A former Pulitzer finalist and winner of the Poets’ Prize, Sydney Lea served as founding editor of New England Review and was Vermont’s Poet Laureate from 2011 to 2015. He is the author of 23 books, the latest Seen from All Sides: Lyric and Everyday Life, essays; fourteen of these volumes are poetry collections, the most recent of which is Here (Four Way Books, NYC, 2019). In 2021, he was presented with his home state of Vermont’s most prestigious artist’s distinction: the Governor’s Award for Excellence in the Arts.


4 August, 2020

We once longed to have bald eagles back.
And back they came, from poisons that doomed
so many over the years. At last,

they’re common again. This morning, I saw
two wrangle over a hatchling loon
in the crown of a pine. Their little war

shivered the boughs like earthquake.
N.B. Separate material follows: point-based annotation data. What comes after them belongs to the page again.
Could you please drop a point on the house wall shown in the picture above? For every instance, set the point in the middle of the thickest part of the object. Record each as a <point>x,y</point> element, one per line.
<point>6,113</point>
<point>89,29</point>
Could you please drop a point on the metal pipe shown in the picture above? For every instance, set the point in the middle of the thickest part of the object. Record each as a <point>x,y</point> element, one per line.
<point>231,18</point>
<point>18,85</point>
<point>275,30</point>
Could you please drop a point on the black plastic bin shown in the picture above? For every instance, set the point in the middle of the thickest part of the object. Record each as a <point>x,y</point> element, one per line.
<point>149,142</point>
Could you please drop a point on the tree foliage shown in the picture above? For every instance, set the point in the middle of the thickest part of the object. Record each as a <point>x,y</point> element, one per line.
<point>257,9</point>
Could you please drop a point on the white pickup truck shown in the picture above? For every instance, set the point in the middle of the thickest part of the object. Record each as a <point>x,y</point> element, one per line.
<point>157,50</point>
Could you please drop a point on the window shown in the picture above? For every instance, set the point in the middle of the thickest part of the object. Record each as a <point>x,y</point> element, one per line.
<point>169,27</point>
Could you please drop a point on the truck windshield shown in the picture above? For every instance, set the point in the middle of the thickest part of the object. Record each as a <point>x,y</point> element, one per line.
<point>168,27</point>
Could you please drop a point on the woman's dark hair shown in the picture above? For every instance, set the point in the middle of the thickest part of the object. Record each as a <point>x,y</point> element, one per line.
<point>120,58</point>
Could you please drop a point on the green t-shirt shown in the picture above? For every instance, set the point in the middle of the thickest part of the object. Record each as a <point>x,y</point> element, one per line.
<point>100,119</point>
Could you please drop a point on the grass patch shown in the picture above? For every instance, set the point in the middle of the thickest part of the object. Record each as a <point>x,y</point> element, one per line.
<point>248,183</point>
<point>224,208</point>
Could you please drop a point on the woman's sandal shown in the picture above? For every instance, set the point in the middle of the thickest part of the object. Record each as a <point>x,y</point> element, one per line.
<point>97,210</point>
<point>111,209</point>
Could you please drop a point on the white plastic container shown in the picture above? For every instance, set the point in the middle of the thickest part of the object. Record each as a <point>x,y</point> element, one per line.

I figured
one had carried the prey to that tree.
I tried to look away. I didn’t,

but watched till they ripped apart the chick.
Each raptor took its portion away,
entrails hanging from the larger one’s grip

like snakes I’ve seen in such terrible talons.
Our crackly portable radio brings
a retrospect of the monstrous explosion

in Beirut, a year ago precisely:
reports of the dead, the homeless, the maimed.
I think – you don’t have to tell me how tritely –

I want the whole damned world to change.